In her new book The China Threat, which features a colorful poster of the People’s Liberation Army on the cover, the distinguished American diplomatic historian Nancy Bernkopf Tucker combed manuscript collections, searched through oral histories, conducted interviews in both Beijing and Washington, and reviewed numerous other published documents to present the memories, myths, and the realities of the 1950s and 1960s. This was a peak period of the “China threat” in the United States, a time of the book-turned-movie The Manchurian Candidate, which straddled the Eisenhower and Kennedy administrations and created a certain paranoia in the U.S. public.
The core myth in this book is a story widely accepted by countless historians and policymakers: that Eisenhower kept his successor from doing the right thing and altering America’s China policy. According to Clark Clifford, Kennedy’s lawyer, “If Kennedy recognized Communist China, as some liberal Democrats urged, Eisenhower said he would attack the decision and try to rally public opinion against it.

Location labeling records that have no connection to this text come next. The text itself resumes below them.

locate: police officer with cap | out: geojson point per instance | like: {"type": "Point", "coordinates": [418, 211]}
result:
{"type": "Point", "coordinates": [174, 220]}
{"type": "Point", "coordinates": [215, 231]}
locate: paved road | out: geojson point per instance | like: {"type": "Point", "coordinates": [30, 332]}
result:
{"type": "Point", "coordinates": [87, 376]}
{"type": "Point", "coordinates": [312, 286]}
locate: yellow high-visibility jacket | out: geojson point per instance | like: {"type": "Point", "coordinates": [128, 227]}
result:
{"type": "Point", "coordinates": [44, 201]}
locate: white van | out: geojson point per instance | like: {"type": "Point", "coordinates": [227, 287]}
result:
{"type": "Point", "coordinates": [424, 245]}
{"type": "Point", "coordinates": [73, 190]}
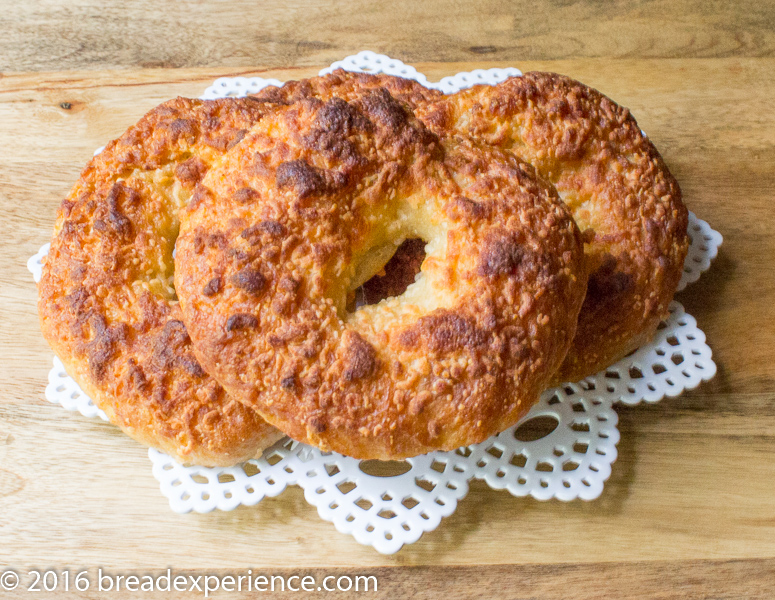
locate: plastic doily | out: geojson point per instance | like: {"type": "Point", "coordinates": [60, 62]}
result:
{"type": "Point", "coordinates": [563, 448]}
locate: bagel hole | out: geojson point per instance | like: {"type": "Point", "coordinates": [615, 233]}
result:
{"type": "Point", "coordinates": [384, 468]}
{"type": "Point", "coordinates": [393, 279]}
{"type": "Point", "coordinates": [535, 428]}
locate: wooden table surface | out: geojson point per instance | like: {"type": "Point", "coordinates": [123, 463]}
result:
{"type": "Point", "coordinates": [689, 509]}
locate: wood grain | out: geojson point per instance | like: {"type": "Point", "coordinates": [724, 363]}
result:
{"type": "Point", "coordinates": [694, 478]}
{"type": "Point", "coordinates": [48, 35]}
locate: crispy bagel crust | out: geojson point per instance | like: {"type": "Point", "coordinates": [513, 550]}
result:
{"type": "Point", "coordinates": [106, 304]}
{"type": "Point", "coordinates": [615, 184]}
{"type": "Point", "coordinates": [279, 228]}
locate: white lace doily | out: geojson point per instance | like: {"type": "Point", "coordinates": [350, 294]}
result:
{"type": "Point", "coordinates": [562, 449]}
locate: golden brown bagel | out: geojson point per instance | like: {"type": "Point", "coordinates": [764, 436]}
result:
{"type": "Point", "coordinates": [107, 303]}
{"type": "Point", "coordinates": [310, 204]}
{"type": "Point", "coordinates": [615, 184]}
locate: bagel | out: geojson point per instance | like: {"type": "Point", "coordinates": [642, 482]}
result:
{"type": "Point", "coordinates": [314, 201]}
{"type": "Point", "coordinates": [615, 184]}
{"type": "Point", "coordinates": [106, 299]}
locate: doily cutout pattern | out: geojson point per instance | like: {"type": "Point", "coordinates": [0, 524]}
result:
{"type": "Point", "coordinates": [571, 461]}
{"type": "Point", "coordinates": [62, 389]}
{"type": "Point", "coordinates": [703, 248]}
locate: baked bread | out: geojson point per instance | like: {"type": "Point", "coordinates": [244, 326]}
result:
{"type": "Point", "coordinates": [313, 202]}
{"type": "Point", "coordinates": [616, 185]}
{"type": "Point", "coordinates": [107, 303]}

Kennedy did not comment, but I had no doubt that Eisenhower’s warning had its desired effect.”
Nancy Tucker, however, is not convinced by this story. She analyzes the contradictions between Eisenhower and his advisors’ public and private positions. A firm anti-Communist and more importantly a pragmatic politician, Eisenhower confessed to the National Security Council that “our trouble was that our domestic political situation compelled us to adopt an absolutely rigid policy” on trade and all other things Chinese. During the coldest period of the Cold War, Eisenhower made a slow transition toward greater realism and flexibility even as he remained fearful of public opinion and political pressure. But China was largely an afterthought for both Eisenhower and the United States, and Eisenhower, in fact, did little to stop Kennedy from establishing a more flexible and open U.S. relationship with the Chinese.

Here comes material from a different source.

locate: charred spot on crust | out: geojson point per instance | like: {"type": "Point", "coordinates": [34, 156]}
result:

Another myth is that John Foster Dulles and the National Security Council dictated China policy. The bold secretary of state under Eisenhower is “neither the detractor, nor the sole architect of American foreign policy,” writes Turner. Dulles, an Atlanticist like Ike, according to Tucker was ignorant of and indifferent to Chinese realities before taking the job. On the other hand, Eisenhower was confident and determined enough to be his own national security advisor, often having Foster “deliver the strident ideological defenses of policy that the times demanded, but rarely [relying] exclusively on [Foster’s] advice.” And more often than not, Eisenhower used the NSC as a vehicle to educate and confirm his views. He installed staunch anti-Communists in important positions, but it was largely for show.
The final myth that Tucker exposes concerns the reasons why Eisenhower failed to change China policy. In fact, Eisenhower was an Atlanticist all his life.
The most compelling issues on the president’s mind included Germany, the Soviet Union, and Cuba, not China. He cared minimally about countries outside Europe. To the extent that he paid attention to China, it was to reassure U.S. allies in Asia and to use China as part of a three-way game with the Soviet Union. He paid lip service to public opinion — which he considered “insistent and frightening but also uncertain, volatile and contradictory” — by acknowledging the “China threat.”
Eisenhower was neither passive nor disengaged in his China policy. Privately, he held the opinion that states could be Communist and yet not part of an international conspiracy. Meanwhile, abandoning Taiwan was never a choice. A two-China policy was the best solution that he and Dulles could come up with. They did think hard about allowing China to get a seat in the United Nations. However, for Eisenhower, it was still “not yet a time to rearrange the structure of the Cold War.” Tucker believes that “had Eisenhower been willing to act, he might have caught China at an approachable moment when it, too, longed for improved relations.”